Friday, July 27, 2018

Quality control

There was a side discussion that blew up a bit in last week's Ask a Manager, and now that I'm actually at a computer and can type, I can't find it. Anywhoo, there was a dispute regarding academic vs. industrial quality control.

As a scientist who has done reasonably similar work both in grad school and at work, there is no comparison. Academia just doesn't have the same controls compared to even the cheapest, lowest common denominator fieldwork in the environmental business.

If we do a site investigation, we have at least some basic standard operating procedures (SOPs) that are listed or referred to so that anyone can see what we were supposed to be doing. The samples remain under chain of custody to ensure that there's no tampering. The samples go to a laboratory that's been accredited to run those particular analyses, and then we get a lab report that either is included or is referred to and is available upon request. Any report, no matter the size, gets at least one review by someone who didn't write the report/pull together the tables and figures. And then the client gets a crack at it, and then the regulator(s) can comment. Even a simple real estate transaction between two private parties can get escalated if sampling turns up concentrations higher than certain thresholds, and you can be sure that any follow-up sampling from that will have lots of scrutiny.

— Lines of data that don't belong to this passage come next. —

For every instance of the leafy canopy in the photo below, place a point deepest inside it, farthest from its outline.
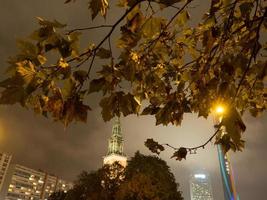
(146, 177)
(163, 66)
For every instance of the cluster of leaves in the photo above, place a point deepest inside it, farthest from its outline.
(145, 177)
(166, 66)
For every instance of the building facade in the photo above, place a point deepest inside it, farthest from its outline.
(5, 160)
(115, 146)
(200, 187)
(30, 184)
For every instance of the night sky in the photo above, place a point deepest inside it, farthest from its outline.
(40, 143)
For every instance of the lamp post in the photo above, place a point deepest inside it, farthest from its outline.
(224, 161)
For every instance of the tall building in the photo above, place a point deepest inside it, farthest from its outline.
(228, 182)
(230, 192)
(4, 165)
(200, 187)
(115, 146)
(30, 184)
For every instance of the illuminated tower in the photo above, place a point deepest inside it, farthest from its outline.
(200, 187)
(230, 192)
(115, 146)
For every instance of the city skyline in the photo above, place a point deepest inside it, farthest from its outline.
(82, 146)
(20, 182)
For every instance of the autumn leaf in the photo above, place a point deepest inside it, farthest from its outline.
(103, 53)
(154, 146)
(97, 6)
(26, 70)
(152, 27)
(62, 63)
(180, 154)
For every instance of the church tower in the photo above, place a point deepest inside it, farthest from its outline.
(115, 146)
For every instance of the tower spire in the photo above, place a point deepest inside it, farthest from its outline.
(115, 145)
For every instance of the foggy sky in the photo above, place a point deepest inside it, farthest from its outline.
(43, 144)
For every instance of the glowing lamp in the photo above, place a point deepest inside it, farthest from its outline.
(220, 109)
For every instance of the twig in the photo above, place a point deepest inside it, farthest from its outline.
(252, 54)
(88, 28)
(109, 33)
(196, 147)
(168, 24)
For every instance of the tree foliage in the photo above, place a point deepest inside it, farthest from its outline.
(146, 177)
(172, 66)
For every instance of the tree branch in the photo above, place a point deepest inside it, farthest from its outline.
(88, 28)
(202, 146)
(168, 24)
(113, 27)
(252, 54)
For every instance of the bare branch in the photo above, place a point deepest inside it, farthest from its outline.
(202, 146)
(88, 28)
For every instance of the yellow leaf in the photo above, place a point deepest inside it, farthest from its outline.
(62, 63)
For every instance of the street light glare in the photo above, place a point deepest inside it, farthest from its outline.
(220, 109)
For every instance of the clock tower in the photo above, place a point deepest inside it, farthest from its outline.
(115, 146)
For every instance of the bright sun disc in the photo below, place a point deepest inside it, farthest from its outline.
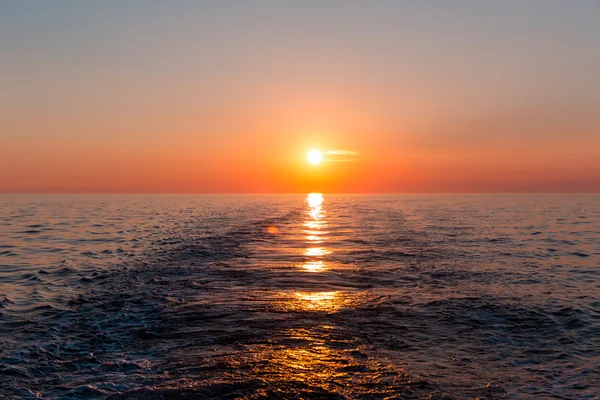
(315, 156)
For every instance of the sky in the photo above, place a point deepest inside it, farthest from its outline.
(229, 96)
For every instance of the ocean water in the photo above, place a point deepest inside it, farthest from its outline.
(300, 296)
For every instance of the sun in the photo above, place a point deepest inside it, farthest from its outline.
(314, 157)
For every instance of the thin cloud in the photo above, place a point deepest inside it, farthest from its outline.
(340, 155)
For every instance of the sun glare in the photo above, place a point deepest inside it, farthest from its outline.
(314, 157)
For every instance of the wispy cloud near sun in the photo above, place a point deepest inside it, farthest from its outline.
(340, 155)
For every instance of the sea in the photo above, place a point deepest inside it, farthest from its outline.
(305, 296)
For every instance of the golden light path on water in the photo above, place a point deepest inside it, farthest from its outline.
(316, 225)
(318, 354)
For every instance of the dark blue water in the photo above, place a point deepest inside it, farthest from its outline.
(433, 297)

Once you start entering into the realm of Real Money, feisty stakeholders (such as irritated and well-educated neighbors), and litigation, it gets much more involved. The folks doing the actual sampling may be overseen by a third party in the field, which may collect their own sample sets (split sampling) and send to their own labs. You may have consultants retained by the polluter, the neighbors, the town where the contamination is (or at least the board of health), and environmental/health advocacy groups, all with their own agendas, poring over the data and coming to their own conclusions. Quality control and documentation becomes critical for everything. Academia just doesn't compare to this.

Monday, July 23, 2018

office to field

I got a good question on this post regarding the transition from office to field attire in the same day. Guys have it easy in this respect because even if they work in a formal environment, they can just wear khakis to work and then lose the tie/roll up the sleeves and not look ridiculous if they have to run out to do something "clean" in the field (grab some equipment, meet someone, etc).

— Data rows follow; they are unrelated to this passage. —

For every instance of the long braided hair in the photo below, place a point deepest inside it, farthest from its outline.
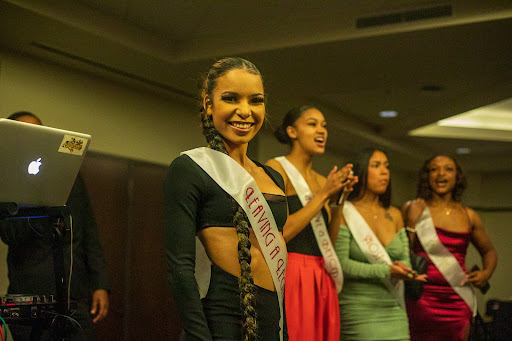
(214, 140)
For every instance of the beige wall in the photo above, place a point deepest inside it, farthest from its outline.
(140, 125)
(114, 115)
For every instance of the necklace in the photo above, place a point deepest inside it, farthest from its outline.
(368, 208)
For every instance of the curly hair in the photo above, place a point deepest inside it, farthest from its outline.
(424, 190)
(289, 120)
(214, 140)
(360, 169)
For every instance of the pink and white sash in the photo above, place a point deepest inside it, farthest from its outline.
(332, 263)
(372, 248)
(238, 183)
(444, 260)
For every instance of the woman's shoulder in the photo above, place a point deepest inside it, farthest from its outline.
(396, 215)
(185, 169)
(276, 166)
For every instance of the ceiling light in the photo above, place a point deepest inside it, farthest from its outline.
(388, 113)
(491, 122)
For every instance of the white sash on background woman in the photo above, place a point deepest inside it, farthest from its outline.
(444, 260)
(372, 248)
(238, 183)
(332, 263)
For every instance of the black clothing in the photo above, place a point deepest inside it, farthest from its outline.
(305, 241)
(30, 259)
(222, 308)
(192, 201)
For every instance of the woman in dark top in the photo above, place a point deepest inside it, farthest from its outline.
(233, 110)
(311, 298)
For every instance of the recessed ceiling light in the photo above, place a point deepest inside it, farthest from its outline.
(431, 88)
(463, 150)
(388, 113)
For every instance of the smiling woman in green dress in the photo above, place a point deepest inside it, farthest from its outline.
(374, 253)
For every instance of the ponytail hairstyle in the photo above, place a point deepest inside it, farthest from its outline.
(289, 120)
(360, 169)
(214, 140)
(424, 190)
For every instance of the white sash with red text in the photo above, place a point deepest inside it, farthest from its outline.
(372, 248)
(238, 183)
(443, 259)
(332, 263)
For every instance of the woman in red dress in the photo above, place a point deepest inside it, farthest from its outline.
(441, 313)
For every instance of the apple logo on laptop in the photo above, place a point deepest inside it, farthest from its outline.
(33, 167)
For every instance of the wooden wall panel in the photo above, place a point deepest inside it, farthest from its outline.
(126, 197)
(151, 301)
(106, 179)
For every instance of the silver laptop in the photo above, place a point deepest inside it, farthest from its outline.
(38, 164)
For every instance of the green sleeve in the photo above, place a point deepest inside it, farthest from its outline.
(404, 255)
(353, 268)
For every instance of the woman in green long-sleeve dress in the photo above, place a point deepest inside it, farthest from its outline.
(375, 264)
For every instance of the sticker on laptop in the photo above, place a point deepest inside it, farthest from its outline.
(73, 145)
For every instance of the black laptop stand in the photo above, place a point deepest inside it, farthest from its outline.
(41, 311)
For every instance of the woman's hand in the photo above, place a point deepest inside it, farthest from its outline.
(338, 180)
(401, 271)
(334, 181)
(477, 277)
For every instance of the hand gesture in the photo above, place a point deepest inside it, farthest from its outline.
(99, 307)
(477, 277)
(401, 271)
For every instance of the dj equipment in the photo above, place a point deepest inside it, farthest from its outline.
(25, 308)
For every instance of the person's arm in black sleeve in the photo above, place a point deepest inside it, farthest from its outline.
(182, 195)
(82, 214)
(19, 231)
(94, 260)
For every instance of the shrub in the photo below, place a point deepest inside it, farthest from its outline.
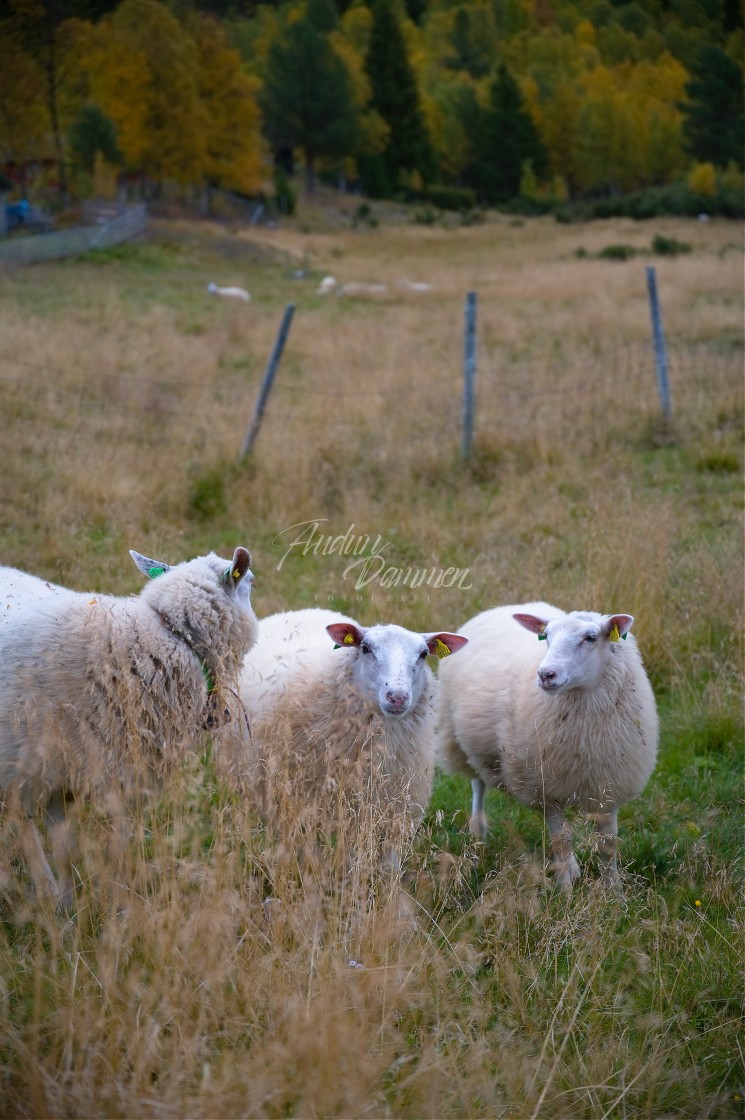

I have to admit that when I'm in this situation (and it comes up relatively frequently in my case, because I run out to meet clients or regulators on site walks/inspections/technical reviews), I dress kind of like a guy for the day. I am not at all a polo wearer normally, but I do have some company branded polos that fit ok and don't look sloppy untucked (nothing looks right tucked in for me), and I have a pair of boot-cut khakis that fit over steel-toe boots. The khakis are from Gap (from like 10 years ago so they're totally out of fashion) and they're more of an office style than a "jeans" style (flat pockets, a bit drapey, etc), so they're more formal than just jeans. If it's cold out, then I can wear a nice office appropriate top, because if I'm in the field I'm going to wear a jacket anyway.This is going to sound kind of silly, but last time I needed to buy steel-toe boots, I deliberately picked a pair that were dark brown and had kind of a nice finish so that they went well with khakis.

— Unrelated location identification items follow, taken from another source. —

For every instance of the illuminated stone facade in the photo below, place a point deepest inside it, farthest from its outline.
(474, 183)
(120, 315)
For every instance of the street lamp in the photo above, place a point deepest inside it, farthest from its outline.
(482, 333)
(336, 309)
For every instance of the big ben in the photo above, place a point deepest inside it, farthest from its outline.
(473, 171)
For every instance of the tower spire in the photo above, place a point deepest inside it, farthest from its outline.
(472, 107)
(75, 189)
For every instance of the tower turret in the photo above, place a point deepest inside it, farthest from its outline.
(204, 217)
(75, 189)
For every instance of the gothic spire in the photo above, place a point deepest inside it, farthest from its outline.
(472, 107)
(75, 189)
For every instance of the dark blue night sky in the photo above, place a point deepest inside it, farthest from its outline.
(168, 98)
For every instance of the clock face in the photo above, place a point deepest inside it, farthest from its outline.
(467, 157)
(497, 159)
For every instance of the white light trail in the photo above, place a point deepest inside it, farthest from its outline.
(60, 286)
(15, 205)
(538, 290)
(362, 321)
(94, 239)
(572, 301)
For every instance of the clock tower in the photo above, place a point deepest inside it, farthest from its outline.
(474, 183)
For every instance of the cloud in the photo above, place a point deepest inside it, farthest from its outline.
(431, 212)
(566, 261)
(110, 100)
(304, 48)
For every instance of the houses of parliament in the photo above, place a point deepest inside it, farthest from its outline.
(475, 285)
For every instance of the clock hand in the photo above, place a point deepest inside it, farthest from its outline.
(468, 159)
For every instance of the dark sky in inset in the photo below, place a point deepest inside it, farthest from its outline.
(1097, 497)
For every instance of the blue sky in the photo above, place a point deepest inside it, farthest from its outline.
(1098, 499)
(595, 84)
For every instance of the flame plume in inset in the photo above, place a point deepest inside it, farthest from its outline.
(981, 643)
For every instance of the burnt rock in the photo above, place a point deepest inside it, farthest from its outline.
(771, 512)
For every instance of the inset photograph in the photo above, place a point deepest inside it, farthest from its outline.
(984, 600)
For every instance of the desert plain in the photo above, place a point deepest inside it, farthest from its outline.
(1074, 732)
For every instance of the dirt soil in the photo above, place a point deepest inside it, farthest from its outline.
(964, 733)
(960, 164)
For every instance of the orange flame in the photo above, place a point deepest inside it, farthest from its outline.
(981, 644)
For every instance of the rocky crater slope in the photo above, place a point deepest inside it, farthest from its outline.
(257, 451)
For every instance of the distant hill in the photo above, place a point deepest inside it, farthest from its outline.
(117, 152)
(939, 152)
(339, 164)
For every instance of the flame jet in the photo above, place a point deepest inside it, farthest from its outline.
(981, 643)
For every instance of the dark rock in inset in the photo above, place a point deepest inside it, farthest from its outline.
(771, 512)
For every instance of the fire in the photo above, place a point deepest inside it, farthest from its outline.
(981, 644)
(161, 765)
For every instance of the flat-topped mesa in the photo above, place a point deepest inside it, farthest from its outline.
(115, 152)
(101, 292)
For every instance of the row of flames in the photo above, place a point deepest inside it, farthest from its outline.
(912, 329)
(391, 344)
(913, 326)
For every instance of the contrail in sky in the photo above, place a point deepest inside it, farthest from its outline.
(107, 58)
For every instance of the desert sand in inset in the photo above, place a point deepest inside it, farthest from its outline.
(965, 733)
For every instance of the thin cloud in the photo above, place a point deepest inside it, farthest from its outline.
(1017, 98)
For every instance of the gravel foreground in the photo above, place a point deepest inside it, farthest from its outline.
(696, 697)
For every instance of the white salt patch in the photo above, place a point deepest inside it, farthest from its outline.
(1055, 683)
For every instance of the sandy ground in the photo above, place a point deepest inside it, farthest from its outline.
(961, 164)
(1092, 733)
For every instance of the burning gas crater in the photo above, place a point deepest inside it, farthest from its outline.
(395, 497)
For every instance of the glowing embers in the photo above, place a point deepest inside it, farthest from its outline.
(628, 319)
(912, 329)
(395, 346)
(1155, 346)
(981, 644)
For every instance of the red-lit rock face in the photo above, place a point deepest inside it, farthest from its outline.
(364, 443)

I actually work in a relatively formal office, but the corporate branded polo (or cardigan) + khakis or dark jeans says "I would not dress like this normally, but I am going to a site". If the office is very formal, one could wear steel-toe boots with this the whole day (ugh. who wants to wear their boots more than absolutely necessary) to give the impression "I am just here briefly before I do fieldwork". Even in a formal office, an environmental consulting firm will an exception for people who are running to the field.